NBC Orders DEBRIS, a Series About Destroyed Alien Spacecraft

It looks like we might have a new X-Files-type series for the 21st century to capture our imaginations. Variety is reporting that NBC has ordered the drama pilot called Debris for the 2020-2021 season. This new series follows two agents from two different continents, and two different mindsets. They must work together to investigate when wreckage from a destroyed alien spacecraft begins to have mysterious effects on humankind.

The series is coming to us from writer and executive producer Joel Wyman and executive producer Jason Hoffs. Legendary Television will produce. Many Sci-fi fans will know Joel Wyman from his work on shows such as Fringe and Almost Human.

The original newspaper account of the supposed UFO crash in Roswell, New Mexico in 1947.

New Mexico.gov

Supposed UFO crashes and alien debris have fascinated us all since a little incident in Roswell, New Mexico back in 1947 that you might have heard about. The media quickly debunked that incident as a hoax. However, decades later people involved in the finding of supposed alien debris there came forward to tell their story. More and more people from the small military town began to tell of their personal experiences, and the Roswell incident became an urban legend. Add to that the huge rash of UFO sightings in the 1950s and onward; many of us became convinced that the government was hiding something of extraordinary significance from the public.

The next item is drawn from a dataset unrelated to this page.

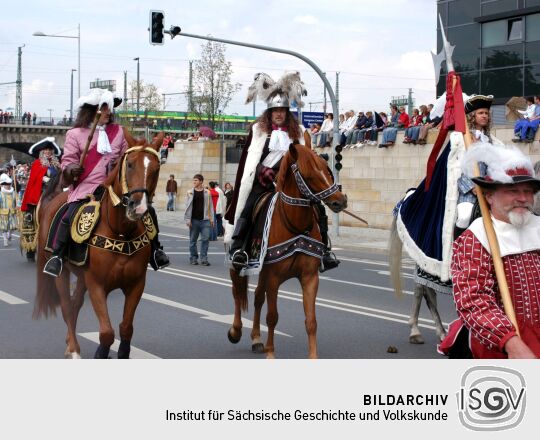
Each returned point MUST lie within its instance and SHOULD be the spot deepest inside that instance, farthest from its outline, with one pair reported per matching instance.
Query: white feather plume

The I Want to Believe poster in Mulder's office on X-Files decorated many a dorm room in the '90s.

Twentieth Century Fox

This all kicked into high gear in the late ’70s, with the arrival of television shows like In Search Of,  a documentary series hosted by Leonard Nimoy about unexplained phenomena, and movies like Steven Spielberg’s Close Encounters of the Third Kind. For many years, people truly believed that the meeting between an alien mothership and the United States government was based on true events. The show Unsolved Mysteries also added to the fervor. Believing in UFOs and crashed alien spacecraft went from being unbelievable just a few years earlier, to something many people just accepted as fact.

With the advent of these films and TV shows, people around the world just began to accept the idea that aliens were indeed visiting us. And that is was very likely that the governments of the world probably knew all about it and were covering it up. This narrative led to the enormous success of TV series like the X-Files and Roswell in the ’90s, and continues on to this day with shows like History Channel’s Project Blue Book and Roswell, New Mexico.

It is quite possible that Debris will continue our collective cultural fascination with UFOs and mysterious alien findings. Certainly there hasn’t been something of this nature on network TV for a long time, and the time is right for it. Whether or not Debris is based on real-life accounts or is entirely fictional remains to be seen. But there are certainly plenty of true stories from rank and file civilians to former government officials about their experiences with finding supposed alien technology worthy of many season of television.